Towards the end of a session in Dhaka in late November at the Hay Literature Festival, where my book on Bangladesh was launched, when the moderator, Qayyum Khan, also a freedom fighter, opened the floor to questions, one man spoke cryptically, asking me about what can a small country do when it is surrounded by a larger country. He was clearly alluding to India and Bangladesh.
I said there were similar concerns in Mexico about the US, in Myanmar about China, and in other smaller countries surrounded by a bigger one. The man seemed unconvinced; India, being bigger, was not doing enough, he seemed to say.
Later that week I met a few Indians living in Bangladesh—as officials or corporate executives—and I heard another complaint: Bangladeshis don’t trust us in spite of what we did for them. That was a clear reference to the 1971 liberation war, when some 10 million East Pakistani refugees found home in India, and India supported the Mukti Bahini and retaliated when Pakistan attacked India 43 years ago this week.
The Pakistani army surrendered within two weeks; Bangladesh was free; Indian troops returned to India within months, and a large majority of the refugees went home to Bangladesh. India played a major role in Bangladesh’s independence but it cannot continue to seek gratitude. Bangladeshis remind India that their country’s birth was to India’s strategic advantage, and indeed many Indian soldiers died, so did hundreds of thousands of Bangladeshi civilians, and perhaps as many as a quarter million women were raped. Could Indians be sensitive to that suffering?
And yet, four decades after the war, many in India feel Bangladesh is ungracious, if not ungrateful, and many in Bangladesh think India is deeply patronizing. To that, add governmental failure on both sides to agree on sharing rivers, to increase cross-border trade, and making travel easier. Sometimes, travelling across the border gets bloody. A year ago in Chittagong, a businessman recalled how in 1971 when he was a boy he knew of children reaching the Indian border hoping to cross it to safety, even as Pakistani troops patrolled the border, trying to prevent refugees from fleeing. Would-be refugees would wait for Indian jawans to signal when it was safe to cross the border. Once they were across, jawans would lift them and take them to safety.
I liked hearing that story, until he added: “Why, then, does the Border Security Force (BSF) now shoot poor Bangladeshis at the border?” Bangladeshis want to buy Indian cows; they want to sell Tangail saris, he said, and told me about videos he had seen on the Internet which showed BSF jawans beating poor peasants. Reports from credible human rights groups have documented disproportionate force on the border. That does not inspire trust, nor does it make Bangladesh grateful towards India. Ghosh’s novel is set in Kolkata, Dhaka and London, and weaves together memories across time and place. Central to its plot is the division of Bengal.
A grandmother is planning to visit Dhaka and asks innocently if she would be able to see the border from her plane.

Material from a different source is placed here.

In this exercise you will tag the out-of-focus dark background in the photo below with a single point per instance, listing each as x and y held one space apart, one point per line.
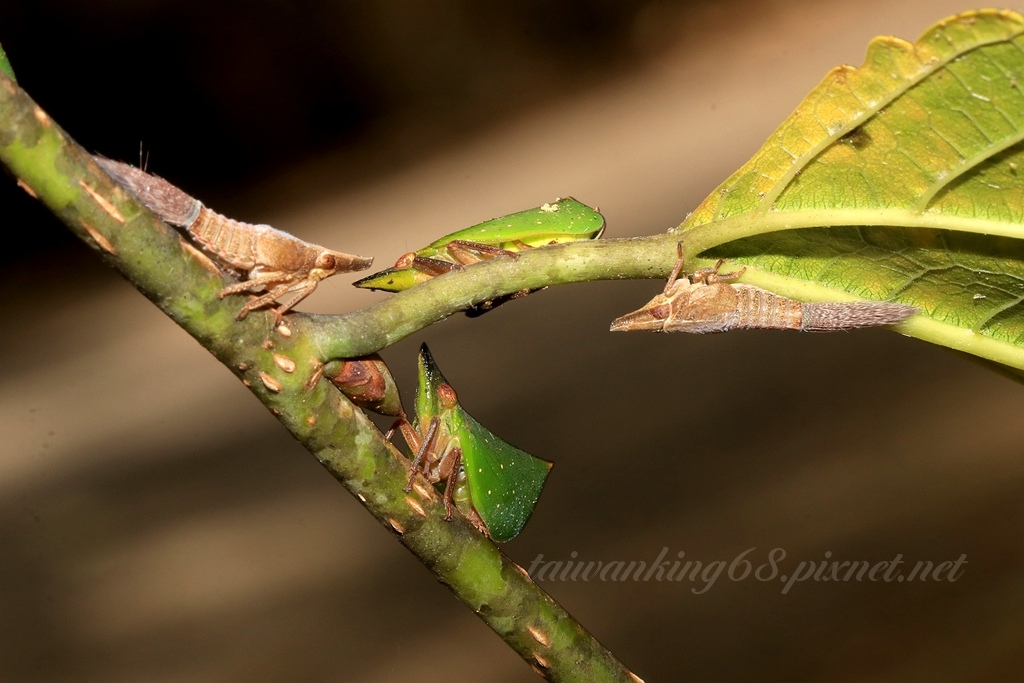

Her son laughs and asks her if she thought that the border was a long black line with green on one side and scarlet on the other, “like it was in a school atlas”. But that was not what she meant, not at all. Surely there is something, she thinks, “trenches perhaps, or soldiers, or guns pointing at each other, or even just barren strips of land. Don’t they call it no-man’s land?…[i]f there aren’t any trenches or anything, how are people to know?…What was it all for then—Partition and all the killing and everything—if there isn’t something in between?” There was an enchantment in those lines, Ghosh wrote later.
The men who marked the borders believed “that there was something admirable in moving violence to the borders…(they hoped) once they had etched their borders, the two bits of land would sail away from each other…” But instead of a separation, they had created an irony, “that there had never been a moment…(when) Dhaka and Calcutta were more closely bound to each other than after they had drawn their lines—so closely that I, in Calcutta, had only to look into the mirror to be in Dhaka; a moment when each city was the inverted image of the other, locked into an irreversible symmetry by the line that was to set us free—our looking-glass border”.
Once again, it was a novelist who captured the larger truth better than coordinates on a map could, giving the answer to the questions full of misunderstandings—from the Bangladeshi in the audience, and from the Indian living in Dhaka, each nursing his private grievance, creating his own wall across the border.
Salil Tripathi is a writer based in London.